The day consisted of keynote speakers, breakout sessions on a variety of topics, as well as time for collaboration and learning, for celebration and for self-care. The theme for the event was “Teachers-the anchors of education.”

William M. Davies Career and Technical School students were on hand creating and serving delectable desserts and were also responsible for making the anchor-themed centerpieces which were on every table and seen throughout the building.

ECET2RI was spearheaded by a team of educators from Rhode Island who were nominated and selected to attend the national convening in January 2016, sponsored by the Bill and Melinda Gates Foundation in San Diego, California. Those educators, Jennifer Hines, Crystal Monteiro, Lisa Tenreiro and Elisabeth Ridder, in turn brought the event to Rhode Island so that local teacher leaders could experience the opportunities for celebration, collaboration and learning that they had, and to be able to make connections at the state level which could then be expanded beyond the two-day event. This year’s event included two past participants on its planning team, Kathleen Torregrossa and Paula Pinto.

Emcee Lisa Tenreiro encouraged the guests to enjoy the time together and likened the event to being on a cruise.

“I hope you feel the love, that you feel loved and appreciated,” she said.

She introduced Commissioner Ken Wagner who welcomed the teachers, and spoke to them about the possible changes on the horizon for professional development and certification.

The morning session included the first “Cultivating a Calling” speaker, Michael Miele of the Highlander Institute, who spoke of his path from being a student himself, through being a more traditional teacher, to evolving into one who was more innovative.

Miele also ran two of the breakout sessions, which took place throughout the day, including “Pathways to Personalization” and “Project Based Learning.” In addition to those two offerings, the teachers had a wide variety of breakout sessions to choose from, including “Tech Tools for Formative Assessment,” “Diversity Talks-Implicit Bias,” “Mindfulness,” “Discovering the Leader Within,” and “Secret Agents of Kindness.” Later on in the day, Johnston’s Deb Ramm was the second keynote speaker.
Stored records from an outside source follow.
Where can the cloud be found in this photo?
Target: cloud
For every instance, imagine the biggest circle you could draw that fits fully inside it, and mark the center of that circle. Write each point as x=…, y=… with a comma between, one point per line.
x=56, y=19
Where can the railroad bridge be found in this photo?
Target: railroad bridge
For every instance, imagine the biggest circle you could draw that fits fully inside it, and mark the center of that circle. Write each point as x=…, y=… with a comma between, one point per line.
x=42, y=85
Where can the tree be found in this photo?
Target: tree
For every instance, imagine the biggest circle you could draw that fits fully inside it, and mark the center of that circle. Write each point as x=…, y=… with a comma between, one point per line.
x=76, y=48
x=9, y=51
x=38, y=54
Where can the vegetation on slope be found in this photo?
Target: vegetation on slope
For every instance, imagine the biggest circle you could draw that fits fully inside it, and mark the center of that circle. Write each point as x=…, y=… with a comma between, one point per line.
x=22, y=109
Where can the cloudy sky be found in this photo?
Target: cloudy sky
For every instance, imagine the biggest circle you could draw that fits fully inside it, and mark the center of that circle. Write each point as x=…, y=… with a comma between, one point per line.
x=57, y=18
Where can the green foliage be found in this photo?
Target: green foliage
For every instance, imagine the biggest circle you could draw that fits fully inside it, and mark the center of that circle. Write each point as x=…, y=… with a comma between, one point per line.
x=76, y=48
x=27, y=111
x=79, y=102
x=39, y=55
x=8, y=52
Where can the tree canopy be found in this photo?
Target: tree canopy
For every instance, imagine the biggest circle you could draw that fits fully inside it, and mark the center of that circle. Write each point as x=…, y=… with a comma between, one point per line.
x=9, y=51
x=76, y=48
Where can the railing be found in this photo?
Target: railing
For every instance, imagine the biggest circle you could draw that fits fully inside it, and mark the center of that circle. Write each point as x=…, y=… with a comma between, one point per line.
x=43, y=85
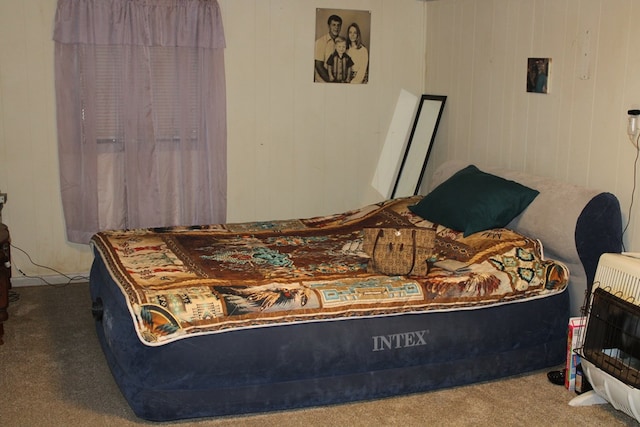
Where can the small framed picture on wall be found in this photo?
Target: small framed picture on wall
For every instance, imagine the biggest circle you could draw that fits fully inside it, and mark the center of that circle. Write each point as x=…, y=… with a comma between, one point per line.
x=538, y=75
x=342, y=46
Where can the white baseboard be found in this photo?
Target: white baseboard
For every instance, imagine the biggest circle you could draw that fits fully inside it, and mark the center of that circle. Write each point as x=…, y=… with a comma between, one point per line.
x=54, y=279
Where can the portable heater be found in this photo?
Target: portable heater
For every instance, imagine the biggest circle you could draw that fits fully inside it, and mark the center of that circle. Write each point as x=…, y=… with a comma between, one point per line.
x=609, y=346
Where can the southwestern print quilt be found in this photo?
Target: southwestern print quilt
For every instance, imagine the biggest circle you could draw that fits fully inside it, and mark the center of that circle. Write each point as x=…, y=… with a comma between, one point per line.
x=186, y=281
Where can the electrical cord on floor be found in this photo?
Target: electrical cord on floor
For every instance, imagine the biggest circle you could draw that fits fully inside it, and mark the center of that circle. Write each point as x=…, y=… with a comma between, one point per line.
x=633, y=190
x=70, y=279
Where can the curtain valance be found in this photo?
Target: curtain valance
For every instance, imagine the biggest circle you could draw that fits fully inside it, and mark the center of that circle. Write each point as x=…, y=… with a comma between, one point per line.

A Digital Cafe was open for the duration of the conference, allowing teachers to experience technology such as new applications and devices, best practices for integration, and social media assistance.

There were also opportunities for networking and collaboration, including cross state connection-building activities. There was also an emphasis on teachers’ self-care, time built in to the schedule which forced teachers to take a break, to take time to take care of themselves through activities such as art, yoga, taking a walk or a swim in the pool or learning to play the ukulele.

It is the hope of the organizers that ECET2RI will help to support teachers who are looking to stay in the classroom but wish to take on a leadership role in their buildings and districts. “You can be a leader from within the classroom, and this is the route to do it,” Torregrossa said. “There are so many pathways to get into teacher leader positions. We need team leaders in the buildings. They are critical to the operation of the schools. We have content leaders at the middle schools, program supervisors and other leadership positions like that exist for teachers.”

Hines noted that another goal is for teachers to end the weekend armed with tools and knowledge to take back to their buildings as well as ways to celebrate and elevate their own colleagues. The days included ideas that teachers can replicate beyond the weekend, such as “shoutouts,” which recognize people and their contributions, and “lightbulb” moments to draw attention to great ideas.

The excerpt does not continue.